What are they?
They are tumours that occur inside the eye, specifically in the layer called the uvea which includes the iris, ciliary body and choroid. The iris is the area that gives the eyes their colour and it acts as a diaphragm that protects us from light and helps the visual process.
The ciliary body is the area immediately behind the iris. It has two very important functions. The first is to produce aqueous humour and the second is to control the function of the crystalline lens, that is to say, regulate our capacity to accommodate our eyesight when we read.
They are generally detected through changes in the colour or shape of the iris, although depending on each type, the variety of symptoms and signs may increase. It is not unusual that in some cases the findings come about simply by chance in a check-up. For this reason, it is always a good idea to undergo regular check-ups and especially if you discover any of the signs mentioned above.
Causes and risk factors
As in any tumour there are internal or inherent factors to the individual such as genetic factors, and external factors such as sunlight.
There are lesions with their origins in the tissue itself like the nevus, melanoma, leiomyoma, leimyosarcoma, rhabdomyosarcoma, neurofibroma, juvenile xanthogranuloma, tumours of the pigmented epithelium and xanthomas. We may also enconter lesions that come from other tissues where the primary tumour originated, like metastasis, lymphoma, medulloepithelioma of the ciliary body or inflammatory pseudomotor.
In any case, in order to make it easier to understand, we could say that there are benign lesions that are not life threatening for the individual nor do they cause any risk of significant harm to the eyeball, and malignant pathology with the capacity to significantly affect the eyeball or even the life of the patient. On some occasions, we do not know if the lesion is malignant or benign until its exeresis (removal), and analysis in the anatomical pathology department.
Prevention is based on two blocks of action. The first is protection against the sun, especially in countries or places with lots of sunlight.

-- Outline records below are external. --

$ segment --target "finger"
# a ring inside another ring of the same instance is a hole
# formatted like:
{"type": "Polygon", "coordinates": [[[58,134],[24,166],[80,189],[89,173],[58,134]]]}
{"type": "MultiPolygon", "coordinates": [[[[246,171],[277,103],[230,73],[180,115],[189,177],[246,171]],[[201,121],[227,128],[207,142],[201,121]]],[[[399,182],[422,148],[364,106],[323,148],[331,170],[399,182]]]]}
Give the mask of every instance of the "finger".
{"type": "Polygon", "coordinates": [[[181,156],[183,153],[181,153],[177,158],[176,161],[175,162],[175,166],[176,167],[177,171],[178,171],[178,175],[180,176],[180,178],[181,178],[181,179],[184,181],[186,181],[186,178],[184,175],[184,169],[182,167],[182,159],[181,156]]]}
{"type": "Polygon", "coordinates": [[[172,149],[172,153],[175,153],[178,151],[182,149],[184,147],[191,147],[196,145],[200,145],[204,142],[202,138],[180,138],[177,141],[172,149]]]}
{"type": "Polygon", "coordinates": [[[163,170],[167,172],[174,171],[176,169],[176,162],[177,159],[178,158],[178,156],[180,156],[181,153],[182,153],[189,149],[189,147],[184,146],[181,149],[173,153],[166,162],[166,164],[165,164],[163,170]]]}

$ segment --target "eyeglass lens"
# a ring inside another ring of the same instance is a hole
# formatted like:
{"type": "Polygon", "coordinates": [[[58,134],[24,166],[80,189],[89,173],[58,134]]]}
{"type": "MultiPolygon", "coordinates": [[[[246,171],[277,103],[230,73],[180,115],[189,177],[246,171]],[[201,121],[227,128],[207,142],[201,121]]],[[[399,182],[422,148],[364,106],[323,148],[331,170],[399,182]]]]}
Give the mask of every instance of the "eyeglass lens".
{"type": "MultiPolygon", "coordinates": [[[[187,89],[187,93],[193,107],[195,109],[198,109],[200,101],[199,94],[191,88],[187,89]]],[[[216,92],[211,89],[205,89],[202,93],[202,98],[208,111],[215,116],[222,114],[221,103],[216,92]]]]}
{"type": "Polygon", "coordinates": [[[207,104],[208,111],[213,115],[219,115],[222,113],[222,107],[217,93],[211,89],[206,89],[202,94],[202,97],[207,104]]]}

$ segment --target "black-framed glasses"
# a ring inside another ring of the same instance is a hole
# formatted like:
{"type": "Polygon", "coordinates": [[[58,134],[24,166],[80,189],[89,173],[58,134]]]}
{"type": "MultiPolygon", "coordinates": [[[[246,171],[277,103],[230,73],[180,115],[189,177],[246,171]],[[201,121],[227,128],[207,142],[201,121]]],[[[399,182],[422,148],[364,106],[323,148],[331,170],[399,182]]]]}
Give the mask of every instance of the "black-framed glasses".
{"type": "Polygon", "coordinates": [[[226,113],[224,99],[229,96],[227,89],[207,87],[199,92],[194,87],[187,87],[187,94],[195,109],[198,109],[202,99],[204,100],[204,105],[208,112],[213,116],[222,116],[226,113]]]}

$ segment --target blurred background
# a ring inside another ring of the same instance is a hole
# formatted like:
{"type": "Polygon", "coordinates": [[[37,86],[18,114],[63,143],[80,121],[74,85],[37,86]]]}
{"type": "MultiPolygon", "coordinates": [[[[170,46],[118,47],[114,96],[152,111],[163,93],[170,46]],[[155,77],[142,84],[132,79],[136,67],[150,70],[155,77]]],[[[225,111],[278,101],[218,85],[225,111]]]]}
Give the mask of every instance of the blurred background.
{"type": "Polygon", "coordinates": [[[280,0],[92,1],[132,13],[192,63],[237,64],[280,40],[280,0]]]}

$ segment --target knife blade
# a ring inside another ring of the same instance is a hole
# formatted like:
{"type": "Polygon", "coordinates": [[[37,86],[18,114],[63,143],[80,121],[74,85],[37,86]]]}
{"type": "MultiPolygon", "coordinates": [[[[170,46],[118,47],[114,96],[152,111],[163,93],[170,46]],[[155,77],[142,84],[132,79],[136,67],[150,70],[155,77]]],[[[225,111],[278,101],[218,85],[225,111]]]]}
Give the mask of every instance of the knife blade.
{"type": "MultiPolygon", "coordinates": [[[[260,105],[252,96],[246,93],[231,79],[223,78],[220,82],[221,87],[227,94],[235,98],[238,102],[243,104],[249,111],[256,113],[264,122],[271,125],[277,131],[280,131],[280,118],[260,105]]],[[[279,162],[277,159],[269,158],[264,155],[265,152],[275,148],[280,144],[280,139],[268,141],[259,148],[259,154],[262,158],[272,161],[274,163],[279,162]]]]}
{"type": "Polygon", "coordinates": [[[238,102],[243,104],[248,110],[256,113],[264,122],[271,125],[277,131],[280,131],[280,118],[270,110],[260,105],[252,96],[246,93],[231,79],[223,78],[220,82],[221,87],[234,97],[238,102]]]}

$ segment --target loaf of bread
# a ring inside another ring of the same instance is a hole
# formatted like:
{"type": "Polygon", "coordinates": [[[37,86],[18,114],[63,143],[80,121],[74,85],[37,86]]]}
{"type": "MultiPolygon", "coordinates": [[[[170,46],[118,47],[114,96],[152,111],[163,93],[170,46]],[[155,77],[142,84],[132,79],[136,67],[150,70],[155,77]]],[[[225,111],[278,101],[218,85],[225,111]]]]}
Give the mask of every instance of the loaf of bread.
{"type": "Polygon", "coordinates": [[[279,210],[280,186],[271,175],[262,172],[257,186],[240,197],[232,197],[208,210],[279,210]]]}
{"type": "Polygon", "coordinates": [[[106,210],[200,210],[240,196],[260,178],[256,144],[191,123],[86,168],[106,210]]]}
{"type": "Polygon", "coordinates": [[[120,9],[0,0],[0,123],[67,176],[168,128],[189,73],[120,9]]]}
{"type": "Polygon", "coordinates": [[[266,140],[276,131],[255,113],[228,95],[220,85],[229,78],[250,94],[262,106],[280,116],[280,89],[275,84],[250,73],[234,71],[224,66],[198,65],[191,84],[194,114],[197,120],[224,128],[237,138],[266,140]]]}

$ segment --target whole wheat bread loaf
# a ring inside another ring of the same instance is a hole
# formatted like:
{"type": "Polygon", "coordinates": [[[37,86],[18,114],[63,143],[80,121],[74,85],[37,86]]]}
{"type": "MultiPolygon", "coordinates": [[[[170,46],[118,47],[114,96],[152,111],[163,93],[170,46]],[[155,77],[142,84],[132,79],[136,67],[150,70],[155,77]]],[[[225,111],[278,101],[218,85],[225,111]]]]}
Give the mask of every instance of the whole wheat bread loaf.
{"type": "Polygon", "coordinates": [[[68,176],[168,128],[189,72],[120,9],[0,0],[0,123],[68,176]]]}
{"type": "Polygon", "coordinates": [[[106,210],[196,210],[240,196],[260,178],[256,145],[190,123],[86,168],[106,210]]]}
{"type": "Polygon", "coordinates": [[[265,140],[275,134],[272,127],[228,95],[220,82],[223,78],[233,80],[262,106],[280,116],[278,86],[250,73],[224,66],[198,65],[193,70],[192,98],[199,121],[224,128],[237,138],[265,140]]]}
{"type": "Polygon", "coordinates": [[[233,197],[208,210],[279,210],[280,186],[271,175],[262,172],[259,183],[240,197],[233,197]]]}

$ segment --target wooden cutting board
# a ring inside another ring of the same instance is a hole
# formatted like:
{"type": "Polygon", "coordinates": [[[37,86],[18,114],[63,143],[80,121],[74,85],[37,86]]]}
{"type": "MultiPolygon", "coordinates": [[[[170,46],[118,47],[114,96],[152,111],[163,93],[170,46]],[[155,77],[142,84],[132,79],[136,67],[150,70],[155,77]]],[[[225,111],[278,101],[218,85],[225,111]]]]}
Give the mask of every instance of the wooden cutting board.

The second is early diagnosis by a specialist with the aim of detecting lesions in time, treating them and avoiding potential complications.

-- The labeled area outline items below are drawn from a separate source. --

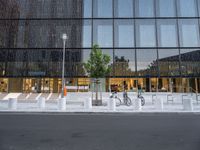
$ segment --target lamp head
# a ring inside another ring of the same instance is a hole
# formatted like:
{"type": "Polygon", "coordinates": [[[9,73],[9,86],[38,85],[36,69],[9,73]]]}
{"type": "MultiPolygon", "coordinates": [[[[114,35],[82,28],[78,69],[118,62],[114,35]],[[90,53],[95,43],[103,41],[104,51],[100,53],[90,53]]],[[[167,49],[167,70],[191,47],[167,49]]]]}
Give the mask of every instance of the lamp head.
{"type": "Polygon", "coordinates": [[[68,37],[67,37],[67,34],[66,34],[66,33],[64,33],[64,34],[62,35],[62,39],[63,39],[63,40],[67,40],[67,39],[68,39],[68,37]]]}

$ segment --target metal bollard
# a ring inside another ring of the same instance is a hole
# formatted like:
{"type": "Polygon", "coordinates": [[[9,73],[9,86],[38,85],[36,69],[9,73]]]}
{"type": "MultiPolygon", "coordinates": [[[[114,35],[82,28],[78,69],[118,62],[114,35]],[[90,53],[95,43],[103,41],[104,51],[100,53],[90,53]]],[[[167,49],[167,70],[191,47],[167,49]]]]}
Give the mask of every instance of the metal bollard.
{"type": "Polygon", "coordinates": [[[38,98],[38,107],[40,109],[45,109],[45,101],[46,101],[46,99],[44,97],[38,98]]]}
{"type": "Polygon", "coordinates": [[[114,98],[109,98],[108,109],[111,111],[116,111],[116,101],[114,98]]]}
{"type": "Polygon", "coordinates": [[[66,110],[66,98],[58,99],[58,110],[66,110]]]}
{"type": "Polygon", "coordinates": [[[137,98],[135,100],[135,110],[141,111],[142,110],[142,104],[141,104],[141,99],[137,98]]]}
{"type": "Polygon", "coordinates": [[[92,99],[86,98],[84,101],[84,108],[85,109],[92,109],[92,99]]]}
{"type": "Polygon", "coordinates": [[[183,109],[185,111],[193,111],[192,98],[183,99],[183,109]]]}
{"type": "Polygon", "coordinates": [[[8,108],[12,110],[17,109],[17,99],[16,98],[9,98],[8,100],[8,108]]]}
{"type": "Polygon", "coordinates": [[[163,109],[164,109],[163,99],[161,99],[161,98],[156,98],[156,101],[155,101],[155,109],[163,111],[163,109]]]}

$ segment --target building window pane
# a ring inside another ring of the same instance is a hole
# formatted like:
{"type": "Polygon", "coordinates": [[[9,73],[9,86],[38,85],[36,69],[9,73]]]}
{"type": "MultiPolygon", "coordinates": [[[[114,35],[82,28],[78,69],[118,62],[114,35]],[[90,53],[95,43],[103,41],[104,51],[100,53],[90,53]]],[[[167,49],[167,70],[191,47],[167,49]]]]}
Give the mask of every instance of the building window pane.
{"type": "Polygon", "coordinates": [[[136,0],[137,17],[154,17],[154,0],[136,0]]]}
{"type": "Polygon", "coordinates": [[[196,0],[178,0],[178,15],[181,17],[196,17],[196,0]]]}
{"type": "Polygon", "coordinates": [[[137,50],[138,76],[156,76],[158,71],[156,49],[137,50]]]}
{"type": "Polygon", "coordinates": [[[94,0],[94,17],[112,17],[112,0],[94,0]]]}
{"type": "Polygon", "coordinates": [[[116,49],[114,60],[115,76],[135,75],[135,50],[116,49]]]}
{"type": "Polygon", "coordinates": [[[200,75],[200,50],[181,49],[181,74],[185,76],[200,75]]]}
{"type": "Polygon", "coordinates": [[[177,28],[176,20],[158,20],[158,46],[160,47],[176,47],[177,28]]]}
{"type": "Polygon", "coordinates": [[[115,46],[133,47],[134,46],[134,22],[133,20],[115,21],[115,46]]]}
{"type": "Polygon", "coordinates": [[[92,0],[84,0],[83,14],[84,18],[92,17],[92,0]]]}
{"type": "Polygon", "coordinates": [[[91,21],[84,21],[83,26],[83,47],[91,47],[91,21]]]}
{"type": "Polygon", "coordinates": [[[174,0],[156,0],[157,16],[159,17],[175,17],[176,7],[174,0]]]}
{"type": "Polygon", "coordinates": [[[180,74],[178,49],[159,49],[158,57],[160,76],[177,76],[180,74]]]}
{"type": "Polygon", "coordinates": [[[198,20],[180,20],[179,36],[182,47],[199,46],[199,26],[198,20]]]}
{"type": "Polygon", "coordinates": [[[136,20],[136,44],[139,47],[155,47],[155,21],[136,20]]]}
{"type": "Polygon", "coordinates": [[[115,17],[133,17],[133,0],[114,0],[115,17]]]}
{"type": "Polygon", "coordinates": [[[113,27],[111,20],[95,20],[93,27],[93,43],[100,47],[113,46],[113,27]]]}

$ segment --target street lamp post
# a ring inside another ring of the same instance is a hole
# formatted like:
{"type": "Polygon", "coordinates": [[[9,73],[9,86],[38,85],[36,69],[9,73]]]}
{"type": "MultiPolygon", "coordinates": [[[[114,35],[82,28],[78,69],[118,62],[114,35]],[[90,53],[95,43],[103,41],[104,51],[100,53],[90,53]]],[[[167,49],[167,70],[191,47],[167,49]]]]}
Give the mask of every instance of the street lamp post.
{"type": "Polygon", "coordinates": [[[63,63],[62,63],[62,94],[61,98],[64,98],[64,89],[65,89],[65,44],[68,39],[67,34],[62,35],[63,39],[63,63]]]}

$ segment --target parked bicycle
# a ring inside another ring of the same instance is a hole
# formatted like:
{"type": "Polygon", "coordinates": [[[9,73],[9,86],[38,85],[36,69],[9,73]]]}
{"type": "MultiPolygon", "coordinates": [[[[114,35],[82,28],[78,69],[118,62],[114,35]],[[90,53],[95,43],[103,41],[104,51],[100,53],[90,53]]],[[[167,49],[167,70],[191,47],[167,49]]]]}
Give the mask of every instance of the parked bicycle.
{"type": "Polygon", "coordinates": [[[122,100],[117,96],[117,92],[112,92],[110,98],[115,98],[116,106],[120,106],[122,104],[125,104],[127,106],[130,106],[132,104],[131,99],[128,97],[128,94],[126,91],[123,92],[123,102],[122,100]]]}
{"type": "Polygon", "coordinates": [[[141,100],[141,105],[144,106],[145,105],[145,99],[144,99],[144,97],[141,94],[138,93],[137,98],[139,98],[141,100]]]}

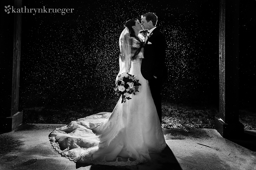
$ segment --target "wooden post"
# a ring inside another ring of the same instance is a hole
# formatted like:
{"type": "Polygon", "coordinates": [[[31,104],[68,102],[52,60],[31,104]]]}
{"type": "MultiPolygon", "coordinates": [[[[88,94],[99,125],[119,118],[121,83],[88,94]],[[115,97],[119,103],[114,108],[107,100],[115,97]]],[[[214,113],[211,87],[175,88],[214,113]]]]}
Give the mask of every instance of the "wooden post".
{"type": "MultiPolygon", "coordinates": [[[[15,0],[14,8],[21,9],[22,0],[15,0]]],[[[14,14],[12,86],[10,116],[4,118],[1,131],[8,132],[14,130],[22,122],[23,112],[18,111],[20,85],[20,70],[21,38],[21,13],[14,14]]],[[[10,93],[11,92],[10,91],[10,93]]]]}
{"type": "Polygon", "coordinates": [[[219,114],[215,128],[223,137],[243,133],[239,112],[239,0],[220,0],[219,23],[219,114]]]}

Treatments range from simple observation to a surgical approach depending on the type of lesion. In some cases, the approach may be multidiciplinary, especially in cases of metatasis where the tumour originates in another tissue.
Professionals who treat this pathology
Frequently asked questions
Could surgery affect my appearance?
It depends on the area removed and its size. In cases where a large part of the iris is affected, we use a prothesis that imitates the tissue almost perfectly. It is difficult to distinguish it from the healthy eye.
I've had spots on my iris since I was born and they remained unchanged until adulthood. Should I ask for a consultation?
The pigmentation of the iris is natural and in a large part of individuals it's a question of genetics. In these cases, danger is not usually observed, although it is always good to get the opinion of a specialist.